View Full Version : Kraft partners with cacao producers



NewsWhore
10-18-2011, 01:40 PM
Kraft Foods announced a partnership to support small farmers in the Dominican Republic. The new partnership, which links USAID's support for small farmers with Kraft Foods' Cocoa Partnership, aims to increase local cocoa yields and quality, promote production of Fair Trade cacao, encourage more young adults to work along the cacao supply chain, and help more than 10,000 farmers in the USAID-supported National Confederation of Dominican Cacao (CONACADO) earn more income.

"Public-private partnerships like this one are a key part of USAID's development strategy in Latin America and the Caribbean, and it benefits all the stakeholders," said Mark Feierstein, USAID's Assistant Administrator for Latin America and the Caribbean. "Small farmers earn more money, businesses have access to a higher-quality product, and USAID raises extra resources for development."

Through its Cocoa Partnership, established in 2008, Kraft Foods has committed to invest $70 million over 10 years to improve farming and harvesting practices in the communities from which it sources cacao. Helping Dominican farmers produce more high-quality cacao in a sustainable way is important to the company's core business interests, since Kraft Foods buys much of the product used in its high-end Green & Black's brand from Dominican cacao producers.

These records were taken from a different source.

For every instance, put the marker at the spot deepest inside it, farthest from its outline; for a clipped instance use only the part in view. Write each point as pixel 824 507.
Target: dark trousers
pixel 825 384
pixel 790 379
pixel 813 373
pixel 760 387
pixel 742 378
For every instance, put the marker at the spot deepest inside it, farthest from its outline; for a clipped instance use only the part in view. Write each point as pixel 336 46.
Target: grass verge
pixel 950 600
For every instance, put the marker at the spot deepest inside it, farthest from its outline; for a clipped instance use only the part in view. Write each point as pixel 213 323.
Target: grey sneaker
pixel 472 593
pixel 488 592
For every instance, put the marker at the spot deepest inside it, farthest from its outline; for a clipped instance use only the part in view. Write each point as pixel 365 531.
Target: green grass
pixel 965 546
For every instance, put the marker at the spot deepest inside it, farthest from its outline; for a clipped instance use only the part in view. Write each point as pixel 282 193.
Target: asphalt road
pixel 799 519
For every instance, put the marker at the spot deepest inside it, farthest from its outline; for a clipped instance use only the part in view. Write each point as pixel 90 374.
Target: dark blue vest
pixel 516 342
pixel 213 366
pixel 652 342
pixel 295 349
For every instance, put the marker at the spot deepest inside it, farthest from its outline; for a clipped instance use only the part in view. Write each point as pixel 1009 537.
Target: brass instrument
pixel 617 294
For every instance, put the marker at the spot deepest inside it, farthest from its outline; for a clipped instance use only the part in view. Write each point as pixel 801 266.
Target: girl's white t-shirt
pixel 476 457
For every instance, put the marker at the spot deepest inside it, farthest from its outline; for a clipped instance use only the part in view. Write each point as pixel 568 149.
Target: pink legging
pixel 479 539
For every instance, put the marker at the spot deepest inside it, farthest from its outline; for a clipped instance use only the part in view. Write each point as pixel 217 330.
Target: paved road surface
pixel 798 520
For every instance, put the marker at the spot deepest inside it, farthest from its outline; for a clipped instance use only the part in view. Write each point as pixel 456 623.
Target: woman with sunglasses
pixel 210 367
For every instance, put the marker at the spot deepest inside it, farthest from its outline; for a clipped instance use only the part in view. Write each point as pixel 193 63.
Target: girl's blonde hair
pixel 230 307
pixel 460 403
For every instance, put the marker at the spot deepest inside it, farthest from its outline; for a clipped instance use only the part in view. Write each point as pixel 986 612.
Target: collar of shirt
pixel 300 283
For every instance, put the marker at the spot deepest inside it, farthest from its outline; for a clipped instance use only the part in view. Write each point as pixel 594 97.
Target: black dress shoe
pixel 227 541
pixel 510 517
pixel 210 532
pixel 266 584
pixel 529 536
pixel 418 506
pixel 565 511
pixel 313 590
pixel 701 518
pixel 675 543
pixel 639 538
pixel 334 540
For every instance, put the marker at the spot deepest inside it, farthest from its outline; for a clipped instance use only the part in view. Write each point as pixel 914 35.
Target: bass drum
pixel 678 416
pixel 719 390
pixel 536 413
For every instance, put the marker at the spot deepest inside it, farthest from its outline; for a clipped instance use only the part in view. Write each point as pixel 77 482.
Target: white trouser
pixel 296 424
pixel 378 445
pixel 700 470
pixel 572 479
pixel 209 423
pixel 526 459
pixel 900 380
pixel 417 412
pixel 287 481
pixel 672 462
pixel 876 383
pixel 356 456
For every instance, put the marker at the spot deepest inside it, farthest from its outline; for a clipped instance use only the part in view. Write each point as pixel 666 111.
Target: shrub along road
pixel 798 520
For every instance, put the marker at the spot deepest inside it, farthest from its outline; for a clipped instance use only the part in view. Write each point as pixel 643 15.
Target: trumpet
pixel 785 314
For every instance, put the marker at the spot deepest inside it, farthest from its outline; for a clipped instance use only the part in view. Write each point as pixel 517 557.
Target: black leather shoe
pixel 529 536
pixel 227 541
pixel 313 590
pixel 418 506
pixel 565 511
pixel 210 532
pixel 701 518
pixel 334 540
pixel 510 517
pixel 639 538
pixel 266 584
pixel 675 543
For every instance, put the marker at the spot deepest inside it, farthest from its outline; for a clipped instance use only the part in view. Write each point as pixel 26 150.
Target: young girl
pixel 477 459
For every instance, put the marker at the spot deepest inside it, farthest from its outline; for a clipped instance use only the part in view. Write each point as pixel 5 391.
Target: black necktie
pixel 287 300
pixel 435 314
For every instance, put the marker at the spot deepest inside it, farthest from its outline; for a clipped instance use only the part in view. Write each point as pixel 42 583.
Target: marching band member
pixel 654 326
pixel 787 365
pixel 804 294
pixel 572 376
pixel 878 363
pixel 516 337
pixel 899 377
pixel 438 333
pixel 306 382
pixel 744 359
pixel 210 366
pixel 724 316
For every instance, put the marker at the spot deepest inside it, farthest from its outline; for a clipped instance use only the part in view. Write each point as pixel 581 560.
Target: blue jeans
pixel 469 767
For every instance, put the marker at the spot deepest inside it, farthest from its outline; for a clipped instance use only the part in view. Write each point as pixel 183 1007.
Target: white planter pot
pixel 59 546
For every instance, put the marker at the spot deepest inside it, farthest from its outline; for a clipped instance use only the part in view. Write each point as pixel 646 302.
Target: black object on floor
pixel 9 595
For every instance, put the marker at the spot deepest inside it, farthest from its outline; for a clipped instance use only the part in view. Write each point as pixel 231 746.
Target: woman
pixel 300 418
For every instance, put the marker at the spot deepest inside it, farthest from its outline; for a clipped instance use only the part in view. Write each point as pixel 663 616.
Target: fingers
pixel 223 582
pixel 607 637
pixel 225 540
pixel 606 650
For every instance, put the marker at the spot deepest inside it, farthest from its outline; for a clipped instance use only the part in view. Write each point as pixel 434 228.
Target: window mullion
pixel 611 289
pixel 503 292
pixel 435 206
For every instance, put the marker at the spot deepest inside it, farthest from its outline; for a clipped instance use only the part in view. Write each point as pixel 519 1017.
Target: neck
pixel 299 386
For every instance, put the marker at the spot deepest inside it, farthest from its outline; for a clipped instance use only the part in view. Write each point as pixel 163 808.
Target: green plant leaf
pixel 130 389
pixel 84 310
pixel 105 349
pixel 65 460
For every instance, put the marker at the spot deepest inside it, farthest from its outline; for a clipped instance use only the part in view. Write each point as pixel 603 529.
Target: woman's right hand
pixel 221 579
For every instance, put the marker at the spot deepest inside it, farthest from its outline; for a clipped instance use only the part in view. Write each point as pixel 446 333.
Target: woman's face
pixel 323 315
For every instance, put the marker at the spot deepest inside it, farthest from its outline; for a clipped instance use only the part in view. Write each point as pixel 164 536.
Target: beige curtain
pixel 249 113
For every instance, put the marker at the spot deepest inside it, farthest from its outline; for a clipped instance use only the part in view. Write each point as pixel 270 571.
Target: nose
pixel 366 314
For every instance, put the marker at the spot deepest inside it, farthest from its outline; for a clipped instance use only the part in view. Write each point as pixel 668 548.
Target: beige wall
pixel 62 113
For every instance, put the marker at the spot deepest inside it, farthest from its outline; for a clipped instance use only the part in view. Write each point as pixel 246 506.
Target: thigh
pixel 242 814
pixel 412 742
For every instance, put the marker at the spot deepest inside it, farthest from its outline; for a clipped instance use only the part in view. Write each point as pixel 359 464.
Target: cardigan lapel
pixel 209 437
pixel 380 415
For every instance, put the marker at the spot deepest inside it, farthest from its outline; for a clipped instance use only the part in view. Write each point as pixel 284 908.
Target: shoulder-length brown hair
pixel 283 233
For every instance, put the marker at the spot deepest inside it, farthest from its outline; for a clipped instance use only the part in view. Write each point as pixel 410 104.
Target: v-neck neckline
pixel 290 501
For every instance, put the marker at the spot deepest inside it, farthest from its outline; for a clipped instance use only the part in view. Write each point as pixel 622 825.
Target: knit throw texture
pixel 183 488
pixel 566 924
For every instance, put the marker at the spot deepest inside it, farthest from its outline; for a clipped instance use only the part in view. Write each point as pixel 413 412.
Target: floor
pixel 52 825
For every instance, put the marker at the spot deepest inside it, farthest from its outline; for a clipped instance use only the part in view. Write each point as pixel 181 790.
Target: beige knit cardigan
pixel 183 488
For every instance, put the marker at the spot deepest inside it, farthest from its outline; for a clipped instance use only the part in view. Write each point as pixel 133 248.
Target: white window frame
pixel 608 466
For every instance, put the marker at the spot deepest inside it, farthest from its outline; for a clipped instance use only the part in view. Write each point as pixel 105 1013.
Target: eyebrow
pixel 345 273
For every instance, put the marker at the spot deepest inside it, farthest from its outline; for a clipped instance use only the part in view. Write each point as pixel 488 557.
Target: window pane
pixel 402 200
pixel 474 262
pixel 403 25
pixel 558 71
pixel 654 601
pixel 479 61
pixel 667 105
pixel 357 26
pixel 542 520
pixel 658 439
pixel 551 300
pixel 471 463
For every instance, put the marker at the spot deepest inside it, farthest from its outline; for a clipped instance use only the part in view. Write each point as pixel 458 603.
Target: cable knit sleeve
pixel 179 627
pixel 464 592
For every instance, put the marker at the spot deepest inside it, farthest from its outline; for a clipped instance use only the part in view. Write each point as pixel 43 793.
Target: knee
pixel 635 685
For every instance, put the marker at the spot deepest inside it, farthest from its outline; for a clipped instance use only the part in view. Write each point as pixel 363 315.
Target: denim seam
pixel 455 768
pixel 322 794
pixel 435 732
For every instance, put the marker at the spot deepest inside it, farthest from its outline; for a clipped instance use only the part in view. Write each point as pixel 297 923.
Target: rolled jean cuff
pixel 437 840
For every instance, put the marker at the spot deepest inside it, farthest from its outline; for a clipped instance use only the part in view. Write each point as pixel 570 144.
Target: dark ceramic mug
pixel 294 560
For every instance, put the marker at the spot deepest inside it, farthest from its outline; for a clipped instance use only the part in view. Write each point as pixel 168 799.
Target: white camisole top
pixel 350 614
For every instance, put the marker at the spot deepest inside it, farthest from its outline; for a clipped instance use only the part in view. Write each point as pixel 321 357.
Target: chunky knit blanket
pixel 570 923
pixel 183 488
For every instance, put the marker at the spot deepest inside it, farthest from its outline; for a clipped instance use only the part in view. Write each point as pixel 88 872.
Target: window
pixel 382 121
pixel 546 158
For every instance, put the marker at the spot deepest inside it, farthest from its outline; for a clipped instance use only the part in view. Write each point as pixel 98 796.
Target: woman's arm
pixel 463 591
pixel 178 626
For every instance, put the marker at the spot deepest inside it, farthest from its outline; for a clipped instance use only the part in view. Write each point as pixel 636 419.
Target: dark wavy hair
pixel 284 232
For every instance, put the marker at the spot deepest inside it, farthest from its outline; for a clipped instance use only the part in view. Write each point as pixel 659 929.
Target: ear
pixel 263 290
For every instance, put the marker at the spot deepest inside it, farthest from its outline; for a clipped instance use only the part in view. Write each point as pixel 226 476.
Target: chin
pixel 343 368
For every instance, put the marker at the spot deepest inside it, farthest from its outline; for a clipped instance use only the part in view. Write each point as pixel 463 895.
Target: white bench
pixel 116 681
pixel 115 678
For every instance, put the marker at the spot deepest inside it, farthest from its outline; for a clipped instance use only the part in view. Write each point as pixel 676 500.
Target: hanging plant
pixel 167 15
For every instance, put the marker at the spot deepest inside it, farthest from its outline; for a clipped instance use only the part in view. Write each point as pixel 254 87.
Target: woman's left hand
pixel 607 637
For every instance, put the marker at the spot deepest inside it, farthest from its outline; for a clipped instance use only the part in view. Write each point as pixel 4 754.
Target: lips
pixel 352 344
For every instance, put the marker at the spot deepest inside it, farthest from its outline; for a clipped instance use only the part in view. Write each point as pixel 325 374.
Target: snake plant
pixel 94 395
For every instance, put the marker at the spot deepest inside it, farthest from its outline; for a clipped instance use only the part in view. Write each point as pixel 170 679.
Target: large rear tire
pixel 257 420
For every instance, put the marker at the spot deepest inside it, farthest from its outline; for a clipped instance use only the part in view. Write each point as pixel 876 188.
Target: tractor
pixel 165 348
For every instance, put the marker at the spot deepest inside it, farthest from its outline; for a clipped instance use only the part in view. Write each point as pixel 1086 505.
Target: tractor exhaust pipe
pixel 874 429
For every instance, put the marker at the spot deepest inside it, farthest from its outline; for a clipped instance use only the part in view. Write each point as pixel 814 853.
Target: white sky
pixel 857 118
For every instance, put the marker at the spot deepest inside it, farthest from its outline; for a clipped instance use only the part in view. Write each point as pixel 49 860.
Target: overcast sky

Bharat Puri, Senior Vice President, Global Chocolate, Kraft Foods highlighted the participation, saying: "The challenges facing today's cacao farmer cannot be solved by any one company or organization. Only by working together - public and private sectors along with farmers and civil society - will we be able to make the difference that's needed."

The Memorandum of Understanding was signed by Feierstein and Kraft Foods' Vice President of Global Public Policy, Anne Alonzo, and witnessed by US Ambassador to the Dominican Republic, Raul Yzaguirre. USAID and Kraft Foods plan to use this new agreement as a springboard for future collaboration in cacao-growing communities across Latin America and the Caribbean, Africa and Asia.